I had to graduate quickly so I could start working full time and stop playing Russian Roulette with what bills to pay. After the first day of taking a developmental psychology course as a prerequisite, I marched down to the registrar’s office to switch majors. It was a wildly interesting field and exceptionally easy to load up on courses and graduate fast.
“They say that there is an unknown factor that gives some people a resilient personality,” Dr. Russ said in class. “You can have four people go through something exceptionally traumatic, and one of those people will have a higher resiliency to coping.
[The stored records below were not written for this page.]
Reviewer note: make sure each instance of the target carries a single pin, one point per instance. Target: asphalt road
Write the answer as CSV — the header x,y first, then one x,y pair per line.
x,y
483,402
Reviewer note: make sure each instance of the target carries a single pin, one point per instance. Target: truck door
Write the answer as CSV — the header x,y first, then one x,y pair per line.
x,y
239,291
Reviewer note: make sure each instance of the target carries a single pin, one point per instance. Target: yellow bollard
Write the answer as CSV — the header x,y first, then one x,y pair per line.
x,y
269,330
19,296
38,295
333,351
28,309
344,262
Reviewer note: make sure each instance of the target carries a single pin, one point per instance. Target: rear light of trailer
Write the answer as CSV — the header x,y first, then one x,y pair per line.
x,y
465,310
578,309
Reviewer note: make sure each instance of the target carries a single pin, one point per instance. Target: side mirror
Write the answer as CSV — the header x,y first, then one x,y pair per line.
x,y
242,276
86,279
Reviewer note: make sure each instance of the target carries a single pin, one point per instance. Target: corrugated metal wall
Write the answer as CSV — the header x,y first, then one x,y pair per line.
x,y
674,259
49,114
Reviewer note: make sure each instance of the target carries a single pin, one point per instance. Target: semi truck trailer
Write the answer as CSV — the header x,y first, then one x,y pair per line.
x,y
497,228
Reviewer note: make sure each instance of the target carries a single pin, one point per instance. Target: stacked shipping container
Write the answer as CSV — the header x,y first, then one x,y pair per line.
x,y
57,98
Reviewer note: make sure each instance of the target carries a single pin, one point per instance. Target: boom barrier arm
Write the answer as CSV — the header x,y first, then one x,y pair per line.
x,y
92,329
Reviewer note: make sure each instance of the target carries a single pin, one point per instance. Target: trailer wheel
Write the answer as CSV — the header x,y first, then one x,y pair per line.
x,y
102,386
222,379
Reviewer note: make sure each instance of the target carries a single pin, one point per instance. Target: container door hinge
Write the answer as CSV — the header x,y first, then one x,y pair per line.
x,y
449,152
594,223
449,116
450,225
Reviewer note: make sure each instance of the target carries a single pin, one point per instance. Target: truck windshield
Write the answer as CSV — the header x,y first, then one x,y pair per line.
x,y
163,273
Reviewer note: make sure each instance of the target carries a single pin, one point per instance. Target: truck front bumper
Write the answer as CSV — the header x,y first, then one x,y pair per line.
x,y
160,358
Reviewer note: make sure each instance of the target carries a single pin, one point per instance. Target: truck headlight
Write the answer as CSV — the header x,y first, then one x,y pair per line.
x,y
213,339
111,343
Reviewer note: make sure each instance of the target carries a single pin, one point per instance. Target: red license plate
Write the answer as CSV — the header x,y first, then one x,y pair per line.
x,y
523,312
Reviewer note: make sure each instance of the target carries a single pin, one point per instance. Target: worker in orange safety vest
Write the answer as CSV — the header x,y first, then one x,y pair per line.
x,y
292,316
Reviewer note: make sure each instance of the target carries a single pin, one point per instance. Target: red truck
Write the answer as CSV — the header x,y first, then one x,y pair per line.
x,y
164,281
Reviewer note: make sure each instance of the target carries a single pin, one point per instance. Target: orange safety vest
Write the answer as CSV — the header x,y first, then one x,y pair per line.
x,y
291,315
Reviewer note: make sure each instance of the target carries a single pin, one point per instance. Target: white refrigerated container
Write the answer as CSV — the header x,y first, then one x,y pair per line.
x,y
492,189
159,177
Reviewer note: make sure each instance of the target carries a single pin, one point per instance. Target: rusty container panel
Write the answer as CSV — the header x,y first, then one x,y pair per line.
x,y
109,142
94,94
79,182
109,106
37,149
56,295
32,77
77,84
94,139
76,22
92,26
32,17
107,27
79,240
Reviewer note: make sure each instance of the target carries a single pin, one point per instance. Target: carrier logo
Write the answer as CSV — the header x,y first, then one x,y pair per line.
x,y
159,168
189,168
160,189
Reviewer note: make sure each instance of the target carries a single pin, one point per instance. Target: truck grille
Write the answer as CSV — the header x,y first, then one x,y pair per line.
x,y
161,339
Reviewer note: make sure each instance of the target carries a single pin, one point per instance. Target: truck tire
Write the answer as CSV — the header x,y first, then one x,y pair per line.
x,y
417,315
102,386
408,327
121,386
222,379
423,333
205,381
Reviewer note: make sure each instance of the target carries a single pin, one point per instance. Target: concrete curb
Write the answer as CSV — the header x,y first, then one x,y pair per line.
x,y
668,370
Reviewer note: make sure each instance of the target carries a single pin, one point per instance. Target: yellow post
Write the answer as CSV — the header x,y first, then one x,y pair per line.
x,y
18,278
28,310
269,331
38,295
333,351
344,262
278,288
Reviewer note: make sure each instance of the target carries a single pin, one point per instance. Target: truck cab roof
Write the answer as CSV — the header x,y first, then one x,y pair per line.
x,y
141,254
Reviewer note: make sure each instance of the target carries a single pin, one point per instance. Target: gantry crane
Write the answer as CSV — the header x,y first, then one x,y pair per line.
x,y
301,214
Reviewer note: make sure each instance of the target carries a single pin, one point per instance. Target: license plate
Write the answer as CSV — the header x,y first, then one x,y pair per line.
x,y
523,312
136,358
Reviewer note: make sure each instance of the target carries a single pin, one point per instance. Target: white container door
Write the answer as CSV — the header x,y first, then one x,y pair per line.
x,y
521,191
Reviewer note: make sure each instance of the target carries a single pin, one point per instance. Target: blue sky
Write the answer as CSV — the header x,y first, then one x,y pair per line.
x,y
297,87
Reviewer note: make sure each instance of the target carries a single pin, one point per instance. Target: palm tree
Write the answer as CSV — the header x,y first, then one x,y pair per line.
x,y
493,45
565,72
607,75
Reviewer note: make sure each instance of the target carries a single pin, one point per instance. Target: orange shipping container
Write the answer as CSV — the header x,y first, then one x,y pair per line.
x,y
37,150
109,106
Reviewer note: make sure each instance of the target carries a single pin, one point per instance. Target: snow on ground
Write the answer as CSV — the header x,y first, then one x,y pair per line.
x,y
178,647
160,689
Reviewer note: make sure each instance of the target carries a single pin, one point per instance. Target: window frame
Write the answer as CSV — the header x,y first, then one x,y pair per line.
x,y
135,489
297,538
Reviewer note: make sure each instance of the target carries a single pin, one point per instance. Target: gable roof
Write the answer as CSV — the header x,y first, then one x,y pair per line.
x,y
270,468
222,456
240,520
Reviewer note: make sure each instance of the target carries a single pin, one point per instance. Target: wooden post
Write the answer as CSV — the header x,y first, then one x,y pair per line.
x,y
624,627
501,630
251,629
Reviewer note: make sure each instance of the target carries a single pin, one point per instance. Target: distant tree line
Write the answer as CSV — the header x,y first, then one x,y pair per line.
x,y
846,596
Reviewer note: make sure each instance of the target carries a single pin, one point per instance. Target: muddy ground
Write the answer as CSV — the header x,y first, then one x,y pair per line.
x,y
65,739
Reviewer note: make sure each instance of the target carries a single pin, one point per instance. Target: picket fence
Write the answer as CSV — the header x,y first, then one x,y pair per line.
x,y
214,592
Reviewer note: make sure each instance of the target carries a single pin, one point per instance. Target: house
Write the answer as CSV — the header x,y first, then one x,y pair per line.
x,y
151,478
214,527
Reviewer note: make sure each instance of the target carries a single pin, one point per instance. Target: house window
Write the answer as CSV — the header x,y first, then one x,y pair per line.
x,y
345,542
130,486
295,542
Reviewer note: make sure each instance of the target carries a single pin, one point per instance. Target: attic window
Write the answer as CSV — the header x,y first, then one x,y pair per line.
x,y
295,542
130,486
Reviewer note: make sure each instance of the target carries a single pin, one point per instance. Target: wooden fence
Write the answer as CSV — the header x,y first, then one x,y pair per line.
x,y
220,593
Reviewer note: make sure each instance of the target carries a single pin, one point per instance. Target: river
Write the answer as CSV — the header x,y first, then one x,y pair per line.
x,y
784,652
They won’t turn to drugs or rebellion, they’ll seek the positive in any given situation. Now the interesting thing is the argument whether resiliency is nature or nurture. Are we born with it, or is it taught to us?”
I hung on his every word, half expecting Midge to bound through the door and tell me she had told my professor my life story. He rattled on. “These children usually have strong mentors from a young age they can build their strength on, they have some kind of talent or outlet they use to channel their frustrations or stress, and they’re intelligent.” He tapped the side of his brain. “Scientists and psychologists have been studying the phenomena. Just what makes one child so susceptible to crumbling under situations another one simply rises above?”